1. Statement I: "When electric discharge is put on hydrogen, it emits discrete frequency in the electromagnetic spectrum."
   • Hydrogen atoms emit light in discrete wavelengths (frequencies) when subjected to an electric discharge due to electron transitions between different energy levels in the atom.
   • This phenomenon is known as the emission spectrum of hydrogen, where each line corresponds to a specific electron transition.
   • The emitted lines form a series, such as the Lyman, Balmer, and Paschen series, each corresponding to electron transitions to a specific lower energy level (n = 1 for Lyman, n = 2 for Balmer, etc.).
   • Since the statement accurately describes the emission of discrete frequencies during electric discharge in hydrogen, Statement I is correct.

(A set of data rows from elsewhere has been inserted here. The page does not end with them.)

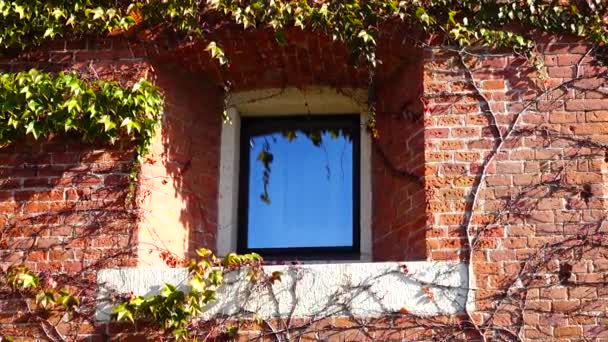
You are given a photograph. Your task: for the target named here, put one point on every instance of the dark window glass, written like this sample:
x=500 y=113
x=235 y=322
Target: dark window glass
x=300 y=186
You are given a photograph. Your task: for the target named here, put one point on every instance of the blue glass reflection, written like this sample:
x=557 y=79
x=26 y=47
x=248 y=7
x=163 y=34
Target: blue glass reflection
x=309 y=189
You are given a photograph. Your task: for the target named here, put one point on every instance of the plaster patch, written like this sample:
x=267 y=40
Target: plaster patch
x=315 y=290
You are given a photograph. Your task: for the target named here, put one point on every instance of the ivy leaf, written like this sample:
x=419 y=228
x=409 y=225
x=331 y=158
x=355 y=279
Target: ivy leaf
x=107 y=122
x=31 y=128
x=28 y=280
x=122 y=313
x=50 y=32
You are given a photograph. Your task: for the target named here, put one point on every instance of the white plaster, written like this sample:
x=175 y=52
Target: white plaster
x=288 y=101
x=359 y=289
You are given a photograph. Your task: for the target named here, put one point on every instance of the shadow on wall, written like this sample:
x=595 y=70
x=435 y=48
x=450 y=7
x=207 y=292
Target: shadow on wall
x=399 y=202
x=179 y=180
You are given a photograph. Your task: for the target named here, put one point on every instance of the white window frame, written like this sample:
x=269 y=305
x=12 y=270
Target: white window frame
x=285 y=102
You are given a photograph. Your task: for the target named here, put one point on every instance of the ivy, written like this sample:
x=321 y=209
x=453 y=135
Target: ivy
x=47 y=297
x=173 y=308
x=39 y=104
x=26 y=23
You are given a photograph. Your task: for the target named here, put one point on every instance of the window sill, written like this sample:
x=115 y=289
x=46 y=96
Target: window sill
x=366 y=289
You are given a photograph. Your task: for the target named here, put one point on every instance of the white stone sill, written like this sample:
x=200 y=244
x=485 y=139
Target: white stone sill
x=313 y=290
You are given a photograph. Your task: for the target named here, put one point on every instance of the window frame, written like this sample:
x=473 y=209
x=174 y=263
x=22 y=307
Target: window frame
x=268 y=124
x=279 y=102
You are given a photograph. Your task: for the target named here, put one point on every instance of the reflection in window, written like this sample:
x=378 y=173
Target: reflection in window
x=300 y=186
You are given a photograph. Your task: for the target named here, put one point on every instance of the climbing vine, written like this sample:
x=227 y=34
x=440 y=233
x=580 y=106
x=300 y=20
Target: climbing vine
x=40 y=104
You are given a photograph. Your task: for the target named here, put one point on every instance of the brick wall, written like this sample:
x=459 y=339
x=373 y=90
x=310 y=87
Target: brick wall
x=539 y=262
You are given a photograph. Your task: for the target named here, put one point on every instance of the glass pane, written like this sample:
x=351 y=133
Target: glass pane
x=304 y=197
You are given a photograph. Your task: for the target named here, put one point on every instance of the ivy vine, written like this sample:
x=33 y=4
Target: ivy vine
x=40 y=104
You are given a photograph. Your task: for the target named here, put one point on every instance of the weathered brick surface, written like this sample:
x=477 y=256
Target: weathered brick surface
x=536 y=207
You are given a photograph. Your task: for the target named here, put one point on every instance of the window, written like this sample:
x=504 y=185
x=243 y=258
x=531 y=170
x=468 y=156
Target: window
x=299 y=186
x=271 y=114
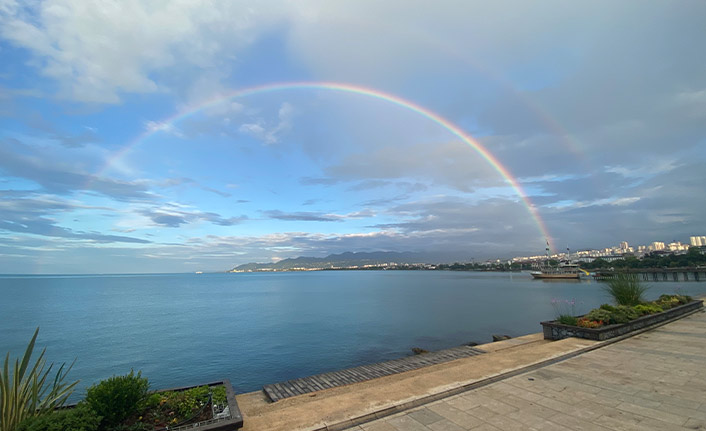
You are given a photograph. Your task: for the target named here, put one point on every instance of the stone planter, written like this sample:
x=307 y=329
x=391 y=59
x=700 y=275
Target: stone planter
x=232 y=421
x=557 y=331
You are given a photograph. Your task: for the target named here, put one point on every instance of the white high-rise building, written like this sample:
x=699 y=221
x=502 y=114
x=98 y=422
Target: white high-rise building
x=656 y=246
x=698 y=241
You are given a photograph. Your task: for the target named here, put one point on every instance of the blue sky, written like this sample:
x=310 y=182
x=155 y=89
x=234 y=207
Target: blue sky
x=597 y=109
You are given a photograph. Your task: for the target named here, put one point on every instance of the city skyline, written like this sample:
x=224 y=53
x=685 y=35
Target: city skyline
x=169 y=137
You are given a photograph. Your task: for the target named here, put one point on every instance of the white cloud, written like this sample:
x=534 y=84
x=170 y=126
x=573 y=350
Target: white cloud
x=99 y=50
x=270 y=135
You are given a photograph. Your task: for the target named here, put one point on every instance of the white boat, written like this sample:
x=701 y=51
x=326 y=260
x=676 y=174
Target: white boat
x=565 y=270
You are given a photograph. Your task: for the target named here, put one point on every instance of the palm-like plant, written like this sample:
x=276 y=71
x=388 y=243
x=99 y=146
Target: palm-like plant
x=625 y=289
x=28 y=392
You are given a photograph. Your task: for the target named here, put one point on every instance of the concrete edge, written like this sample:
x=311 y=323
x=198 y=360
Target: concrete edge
x=408 y=405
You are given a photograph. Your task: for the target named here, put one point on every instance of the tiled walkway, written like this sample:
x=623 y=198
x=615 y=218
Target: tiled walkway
x=653 y=381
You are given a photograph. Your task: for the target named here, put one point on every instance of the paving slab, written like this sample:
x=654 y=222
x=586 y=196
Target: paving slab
x=611 y=388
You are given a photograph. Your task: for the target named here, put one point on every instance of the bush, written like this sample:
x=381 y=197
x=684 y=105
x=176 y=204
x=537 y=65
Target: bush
x=567 y=319
x=625 y=289
x=117 y=398
x=586 y=323
x=648 y=308
x=599 y=315
x=80 y=418
x=26 y=392
x=219 y=394
x=623 y=314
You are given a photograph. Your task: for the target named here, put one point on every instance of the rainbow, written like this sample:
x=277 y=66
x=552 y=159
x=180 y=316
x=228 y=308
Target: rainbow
x=352 y=89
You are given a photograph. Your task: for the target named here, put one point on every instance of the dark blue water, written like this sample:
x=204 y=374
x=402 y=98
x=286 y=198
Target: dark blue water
x=262 y=328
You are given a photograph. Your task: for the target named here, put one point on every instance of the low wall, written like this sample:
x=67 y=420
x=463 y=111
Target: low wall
x=557 y=331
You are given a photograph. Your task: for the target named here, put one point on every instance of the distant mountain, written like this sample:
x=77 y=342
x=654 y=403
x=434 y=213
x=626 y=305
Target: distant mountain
x=343 y=260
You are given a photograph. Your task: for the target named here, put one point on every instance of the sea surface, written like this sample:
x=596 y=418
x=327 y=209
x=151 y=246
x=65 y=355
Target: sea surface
x=259 y=328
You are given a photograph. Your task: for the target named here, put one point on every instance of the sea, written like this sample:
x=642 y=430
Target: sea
x=260 y=328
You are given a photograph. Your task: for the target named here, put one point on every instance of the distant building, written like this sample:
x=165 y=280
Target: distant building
x=656 y=246
x=698 y=241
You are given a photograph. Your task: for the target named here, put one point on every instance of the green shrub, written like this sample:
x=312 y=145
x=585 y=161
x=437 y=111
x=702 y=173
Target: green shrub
x=26 y=392
x=187 y=402
x=567 y=319
x=80 y=418
x=118 y=397
x=219 y=394
x=623 y=314
x=599 y=315
x=667 y=301
x=648 y=308
x=625 y=289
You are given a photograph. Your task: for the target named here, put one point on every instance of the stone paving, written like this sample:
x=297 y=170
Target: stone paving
x=652 y=381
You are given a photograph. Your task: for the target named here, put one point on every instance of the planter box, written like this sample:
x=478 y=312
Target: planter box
x=557 y=331
x=233 y=421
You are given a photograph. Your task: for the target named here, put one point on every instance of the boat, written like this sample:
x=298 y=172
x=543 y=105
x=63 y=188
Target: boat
x=565 y=270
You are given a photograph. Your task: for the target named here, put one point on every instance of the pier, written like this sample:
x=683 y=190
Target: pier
x=656 y=274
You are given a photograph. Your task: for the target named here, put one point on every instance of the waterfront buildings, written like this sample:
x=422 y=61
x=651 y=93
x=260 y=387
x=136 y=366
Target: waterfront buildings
x=619 y=251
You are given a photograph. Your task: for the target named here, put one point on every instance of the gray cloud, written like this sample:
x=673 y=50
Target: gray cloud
x=315 y=216
x=31 y=215
x=173 y=216
x=23 y=161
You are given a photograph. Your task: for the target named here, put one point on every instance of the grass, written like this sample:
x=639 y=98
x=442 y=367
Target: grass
x=28 y=392
x=626 y=289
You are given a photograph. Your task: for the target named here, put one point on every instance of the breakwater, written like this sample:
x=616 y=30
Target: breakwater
x=657 y=274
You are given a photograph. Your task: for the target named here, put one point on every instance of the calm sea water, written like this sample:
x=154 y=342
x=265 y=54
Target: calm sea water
x=262 y=328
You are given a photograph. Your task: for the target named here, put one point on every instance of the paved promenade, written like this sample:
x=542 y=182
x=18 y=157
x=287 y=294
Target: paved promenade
x=652 y=381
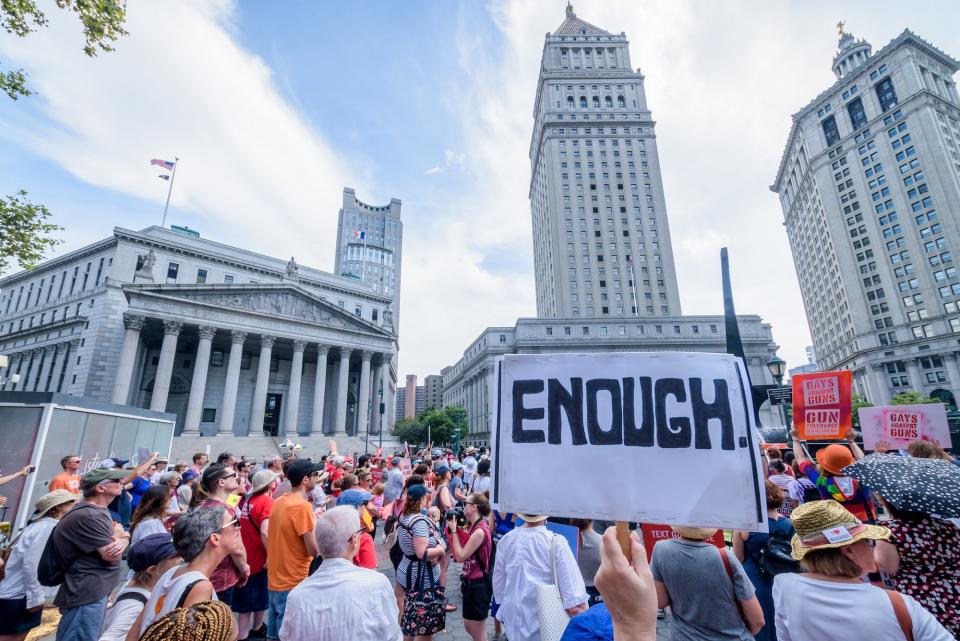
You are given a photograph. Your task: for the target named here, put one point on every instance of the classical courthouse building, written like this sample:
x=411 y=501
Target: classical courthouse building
x=605 y=274
x=235 y=343
x=869 y=184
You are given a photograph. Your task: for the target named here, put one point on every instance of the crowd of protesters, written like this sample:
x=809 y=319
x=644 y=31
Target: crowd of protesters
x=287 y=549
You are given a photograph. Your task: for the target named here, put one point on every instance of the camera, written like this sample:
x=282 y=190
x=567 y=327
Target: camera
x=456 y=513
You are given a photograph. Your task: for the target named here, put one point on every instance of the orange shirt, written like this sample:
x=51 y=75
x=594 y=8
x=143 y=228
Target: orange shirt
x=288 y=561
x=65 y=481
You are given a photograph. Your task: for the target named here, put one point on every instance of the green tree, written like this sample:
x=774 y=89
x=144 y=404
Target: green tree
x=24 y=231
x=912 y=398
x=410 y=431
x=858 y=401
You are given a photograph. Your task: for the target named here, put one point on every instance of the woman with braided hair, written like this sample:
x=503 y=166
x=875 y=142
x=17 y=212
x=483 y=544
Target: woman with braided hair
x=203 y=621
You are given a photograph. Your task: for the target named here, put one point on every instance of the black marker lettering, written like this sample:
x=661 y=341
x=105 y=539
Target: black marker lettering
x=521 y=413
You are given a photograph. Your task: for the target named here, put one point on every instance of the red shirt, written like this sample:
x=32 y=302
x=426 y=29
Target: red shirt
x=253 y=513
x=367 y=554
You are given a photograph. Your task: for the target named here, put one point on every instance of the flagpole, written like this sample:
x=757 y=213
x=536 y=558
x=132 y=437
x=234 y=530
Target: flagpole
x=163 y=223
x=363 y=264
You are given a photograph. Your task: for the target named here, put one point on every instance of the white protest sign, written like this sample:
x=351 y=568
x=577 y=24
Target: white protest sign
x=654 y=437
x=900 y=424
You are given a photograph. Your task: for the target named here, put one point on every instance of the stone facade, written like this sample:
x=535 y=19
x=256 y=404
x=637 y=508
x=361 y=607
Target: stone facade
x=601 y=238
x=232 y=342
x=869 y=184
x=469 y=382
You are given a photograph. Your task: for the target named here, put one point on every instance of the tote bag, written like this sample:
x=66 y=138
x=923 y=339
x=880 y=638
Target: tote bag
x=550 y=611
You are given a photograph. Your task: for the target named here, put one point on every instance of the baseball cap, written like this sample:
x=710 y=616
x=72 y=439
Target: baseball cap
x=354 y=497
x=101 y=474
x=417 y=491
x=299 y=470
x=150 y=550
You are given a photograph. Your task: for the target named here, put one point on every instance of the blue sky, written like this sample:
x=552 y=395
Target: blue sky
x=275 y=107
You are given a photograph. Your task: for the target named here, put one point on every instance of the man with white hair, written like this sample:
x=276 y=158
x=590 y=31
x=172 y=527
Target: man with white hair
x=341 y=601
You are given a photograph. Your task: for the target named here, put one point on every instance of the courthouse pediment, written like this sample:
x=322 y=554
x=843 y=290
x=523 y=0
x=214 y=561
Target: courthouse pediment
x=277 y=301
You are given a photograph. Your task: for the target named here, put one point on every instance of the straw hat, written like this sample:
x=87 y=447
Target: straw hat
x=51 y=500
x=262 y=479
x=834 y=457
x=698 y=533
x=826 y=524
x=533 y=518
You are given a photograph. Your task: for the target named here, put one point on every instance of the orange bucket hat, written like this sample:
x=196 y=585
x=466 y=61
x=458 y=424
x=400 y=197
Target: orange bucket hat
x=833 y=458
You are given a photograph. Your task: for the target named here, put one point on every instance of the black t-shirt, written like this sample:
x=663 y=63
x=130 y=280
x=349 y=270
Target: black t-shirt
x=88 y=578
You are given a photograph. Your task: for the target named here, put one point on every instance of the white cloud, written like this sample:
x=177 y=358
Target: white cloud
x=179 y=84
x=722 y=80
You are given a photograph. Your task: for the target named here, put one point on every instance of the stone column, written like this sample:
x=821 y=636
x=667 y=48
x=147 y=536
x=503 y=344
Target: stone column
x=12 y=369
x=375 y=397
x=128 y=357
x=228 y=406
x=168 y=352
x=28 y=373
x=70 y=364
x=343 y=383
x=260 y=391
x=363 y=403
x=48 y=353
x=191 y=424
x=61 y=366
x=319 y=389
x=292 y=415
x=916 y=378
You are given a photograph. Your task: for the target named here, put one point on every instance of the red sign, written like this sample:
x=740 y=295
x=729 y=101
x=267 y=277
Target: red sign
x=654 y=533
x=821 y=404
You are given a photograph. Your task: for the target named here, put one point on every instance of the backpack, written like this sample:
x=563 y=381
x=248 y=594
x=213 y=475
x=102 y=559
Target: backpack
x=50 y=570
x=775 y=557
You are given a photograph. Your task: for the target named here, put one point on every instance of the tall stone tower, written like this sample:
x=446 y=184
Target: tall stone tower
x=369 y=246
x=869 y=184
x=600 y=233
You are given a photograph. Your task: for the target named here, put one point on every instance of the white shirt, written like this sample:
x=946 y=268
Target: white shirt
x=122 y=615
x=481 y=483
x=469 y=469
x=341 y=601
x=21 y=569
x=523 y=562
x=813 y=610
x=170 y=589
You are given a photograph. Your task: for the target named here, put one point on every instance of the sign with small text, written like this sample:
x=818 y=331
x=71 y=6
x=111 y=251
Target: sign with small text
x=822 y=404
x=898 y=425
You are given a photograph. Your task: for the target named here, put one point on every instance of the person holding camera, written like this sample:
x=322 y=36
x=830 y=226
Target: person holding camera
x=475 y=555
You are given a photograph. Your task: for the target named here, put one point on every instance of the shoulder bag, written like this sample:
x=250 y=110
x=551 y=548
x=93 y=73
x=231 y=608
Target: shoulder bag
x=551 y=614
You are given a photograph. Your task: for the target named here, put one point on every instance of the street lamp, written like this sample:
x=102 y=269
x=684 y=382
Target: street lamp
x=778 y=367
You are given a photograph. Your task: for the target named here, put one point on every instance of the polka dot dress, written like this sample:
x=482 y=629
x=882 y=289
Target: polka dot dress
x=930 y=566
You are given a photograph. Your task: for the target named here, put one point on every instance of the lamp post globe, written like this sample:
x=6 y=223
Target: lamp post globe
x=777 y=367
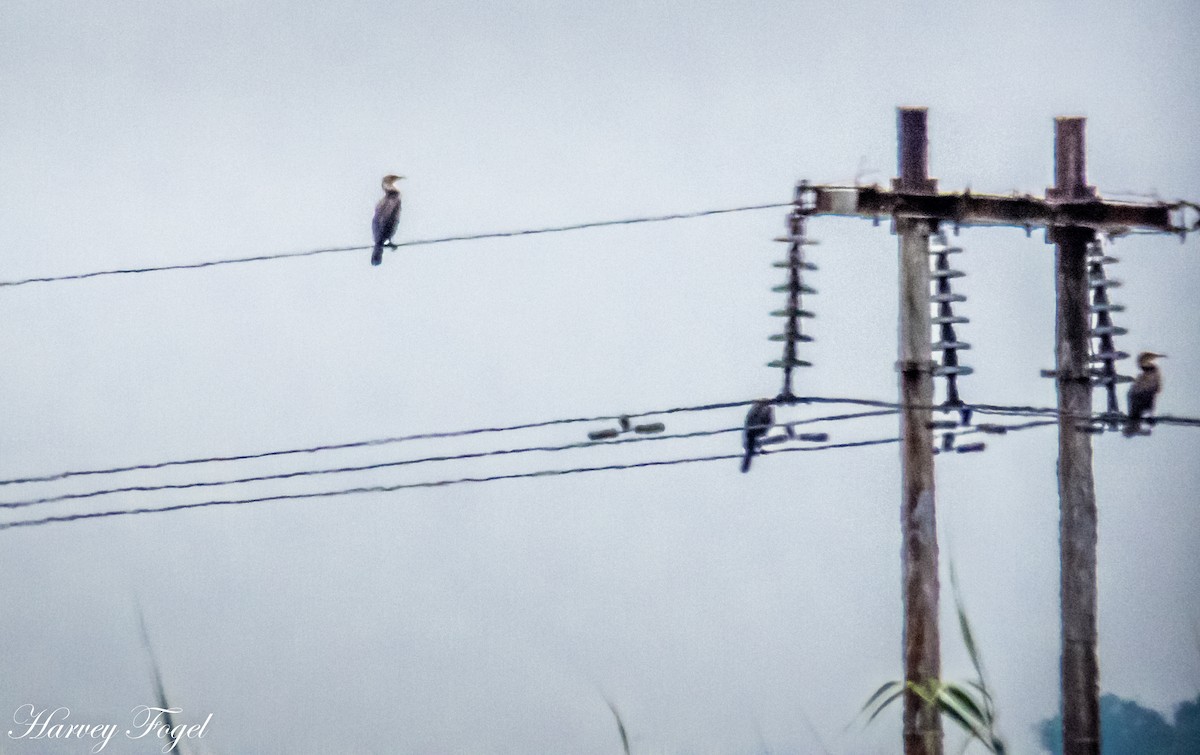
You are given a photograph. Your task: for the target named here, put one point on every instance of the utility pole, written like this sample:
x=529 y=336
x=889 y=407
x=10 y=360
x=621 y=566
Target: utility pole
x=1072 y=213
x=1077 y=487
x=918 y=522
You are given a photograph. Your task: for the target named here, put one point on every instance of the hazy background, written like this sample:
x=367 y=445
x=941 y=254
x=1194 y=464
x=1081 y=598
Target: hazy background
x=720 y=612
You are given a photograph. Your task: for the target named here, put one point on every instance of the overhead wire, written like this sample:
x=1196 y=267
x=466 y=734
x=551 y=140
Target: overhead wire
x=982 y=408
x=333 y=250
x=403 y=462
x=373 y=442
x=444 y=483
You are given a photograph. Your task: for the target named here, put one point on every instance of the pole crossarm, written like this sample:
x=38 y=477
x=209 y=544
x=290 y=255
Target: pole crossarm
x=1019 y=210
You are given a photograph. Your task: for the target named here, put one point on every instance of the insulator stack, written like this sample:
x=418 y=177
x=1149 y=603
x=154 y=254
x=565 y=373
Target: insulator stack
x=947 y=342
x=1104 y=353
x=796 y=289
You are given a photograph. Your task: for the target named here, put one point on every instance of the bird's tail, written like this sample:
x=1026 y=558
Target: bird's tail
x=1133 y=425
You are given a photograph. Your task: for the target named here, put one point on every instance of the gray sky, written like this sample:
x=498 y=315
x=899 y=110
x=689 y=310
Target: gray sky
x=720 y=612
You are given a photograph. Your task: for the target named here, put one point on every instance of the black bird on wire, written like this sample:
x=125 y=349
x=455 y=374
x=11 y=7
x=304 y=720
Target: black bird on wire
x=1144 y=391
x=759 y=420
x=387 y=217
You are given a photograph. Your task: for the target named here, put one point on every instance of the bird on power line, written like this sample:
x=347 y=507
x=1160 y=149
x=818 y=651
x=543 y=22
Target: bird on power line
x=759 y=420
x=1144 y=391
x=387 y=217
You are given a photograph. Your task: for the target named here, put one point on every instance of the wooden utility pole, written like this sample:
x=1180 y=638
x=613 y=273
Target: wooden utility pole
x=918 y=523
x=1077 y=487
x=1072 y=214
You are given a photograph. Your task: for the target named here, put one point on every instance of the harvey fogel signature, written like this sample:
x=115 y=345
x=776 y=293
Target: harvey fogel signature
x=148 y=723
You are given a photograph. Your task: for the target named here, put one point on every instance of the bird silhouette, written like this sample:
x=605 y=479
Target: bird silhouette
x=387 y=217
x=759 y=420
x=1144 y=391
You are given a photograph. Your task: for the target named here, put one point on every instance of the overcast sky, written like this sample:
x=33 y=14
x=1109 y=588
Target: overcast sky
x=719 y=612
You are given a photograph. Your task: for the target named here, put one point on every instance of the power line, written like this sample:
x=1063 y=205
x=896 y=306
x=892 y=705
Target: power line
x=333 y=250
x=515 y=475
x=334 y=447
x=447 y=483
x=405 y=462
x=982 y=408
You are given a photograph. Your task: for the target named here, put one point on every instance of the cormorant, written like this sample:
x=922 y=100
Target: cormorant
x=1144 y=391
x=387 y=216
x=759 y=420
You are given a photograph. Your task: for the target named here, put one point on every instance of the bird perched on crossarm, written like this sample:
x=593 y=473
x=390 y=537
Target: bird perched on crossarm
x=759 y=420
x=387 y=217
x=1143 y=393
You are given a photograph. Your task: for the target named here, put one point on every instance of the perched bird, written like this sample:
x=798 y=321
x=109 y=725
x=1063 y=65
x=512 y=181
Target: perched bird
x=759 y=420
x=1144 y=391
x=387 y=216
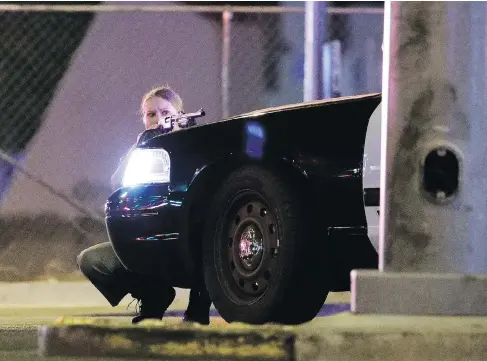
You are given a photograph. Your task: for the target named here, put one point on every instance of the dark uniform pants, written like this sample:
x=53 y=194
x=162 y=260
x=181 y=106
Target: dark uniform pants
x=104 y=270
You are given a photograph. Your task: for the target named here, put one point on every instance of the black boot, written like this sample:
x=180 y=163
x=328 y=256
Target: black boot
x=154 y=305
x=198 y=308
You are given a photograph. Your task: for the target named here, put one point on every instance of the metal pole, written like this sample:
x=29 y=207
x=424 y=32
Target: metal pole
x=434 y=165
x=314 y=37
x=226 y=27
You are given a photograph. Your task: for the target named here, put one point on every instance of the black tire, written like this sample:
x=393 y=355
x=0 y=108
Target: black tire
x=270 y=275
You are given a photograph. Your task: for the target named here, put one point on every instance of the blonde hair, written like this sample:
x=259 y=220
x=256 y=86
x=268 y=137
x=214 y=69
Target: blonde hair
x=164 y=92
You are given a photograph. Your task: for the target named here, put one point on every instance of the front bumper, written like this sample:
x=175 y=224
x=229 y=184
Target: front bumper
x=145 y=225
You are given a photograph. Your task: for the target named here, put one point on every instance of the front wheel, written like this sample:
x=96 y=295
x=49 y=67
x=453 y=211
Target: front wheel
x=260 y=264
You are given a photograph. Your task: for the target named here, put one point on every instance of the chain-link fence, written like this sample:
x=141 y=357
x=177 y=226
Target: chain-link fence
x=71 y=79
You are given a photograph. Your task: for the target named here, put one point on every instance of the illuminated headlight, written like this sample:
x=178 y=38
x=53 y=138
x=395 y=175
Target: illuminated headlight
x=147 y=166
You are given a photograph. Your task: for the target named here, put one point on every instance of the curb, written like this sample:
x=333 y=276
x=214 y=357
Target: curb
x=83 y=337
x=343 y=337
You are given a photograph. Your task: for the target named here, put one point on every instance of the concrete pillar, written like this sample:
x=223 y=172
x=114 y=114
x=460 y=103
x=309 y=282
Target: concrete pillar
x=433 y=224
x=314 y=38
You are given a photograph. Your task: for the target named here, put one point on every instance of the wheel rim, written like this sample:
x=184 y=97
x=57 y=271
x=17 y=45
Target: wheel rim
x=251 y=250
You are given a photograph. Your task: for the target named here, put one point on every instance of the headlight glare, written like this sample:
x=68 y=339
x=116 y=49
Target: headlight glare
x=147 y=166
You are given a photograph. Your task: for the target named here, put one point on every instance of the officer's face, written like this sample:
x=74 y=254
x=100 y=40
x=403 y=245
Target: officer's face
x=156 y=109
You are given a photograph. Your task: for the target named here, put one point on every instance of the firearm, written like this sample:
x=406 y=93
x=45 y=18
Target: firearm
x=184 y=120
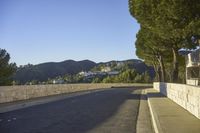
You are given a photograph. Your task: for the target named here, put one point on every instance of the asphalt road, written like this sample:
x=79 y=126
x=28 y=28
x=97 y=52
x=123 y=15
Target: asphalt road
x=108 y=111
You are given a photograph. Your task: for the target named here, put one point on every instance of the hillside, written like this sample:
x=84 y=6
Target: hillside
x=42 y=72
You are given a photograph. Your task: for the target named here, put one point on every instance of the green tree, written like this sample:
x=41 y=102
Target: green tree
x=176 y=21
x=6 y=69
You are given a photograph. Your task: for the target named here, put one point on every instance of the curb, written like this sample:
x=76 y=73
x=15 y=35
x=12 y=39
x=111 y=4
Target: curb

2. Statement II: "Frequency of He\(^+\) ion of 2\(^\text{nd}\) line of Balmer series is equal to first line of Lyman series."
   • The Bohr model equation for the frequency of emitted light is given by: \(f = R \left( \frac{1}{n_1^2} - \frac{1}{n_2^2} \right)Z^2\)
   • For hydrogen (\(Z = 1\)), the 1st line of the Lyman series (n₁ = 1, n₂ = 2): \(f_{\text{Lyman}} = R\left(\frac{1}{1^2} - \frac{1}{2^2}\right) = \frac{3R}{4}\)
   • For He\(^+\) ion (\(Z = 2\)) with the 2nd line of the Balmer series (n₁ = 2, n₂ = 4): \(f_{\text{Balmer}} = R\left(\frac{1}{2^2} - \frac{1}{4^2}\right) \cdot 2^2 = R\left(\frac{3}{16}\right) \cdot 4 = \frac{3R}{4}\)
   • Comparing both frequencies: \(f_{\text{Lyman}} = \frac{3R}{4} = f_{\text{Balmer}}\), thus they are equal.
   • Therefore, Statement II is also correct.

In conclusion, both Statement I and Statement II are correct.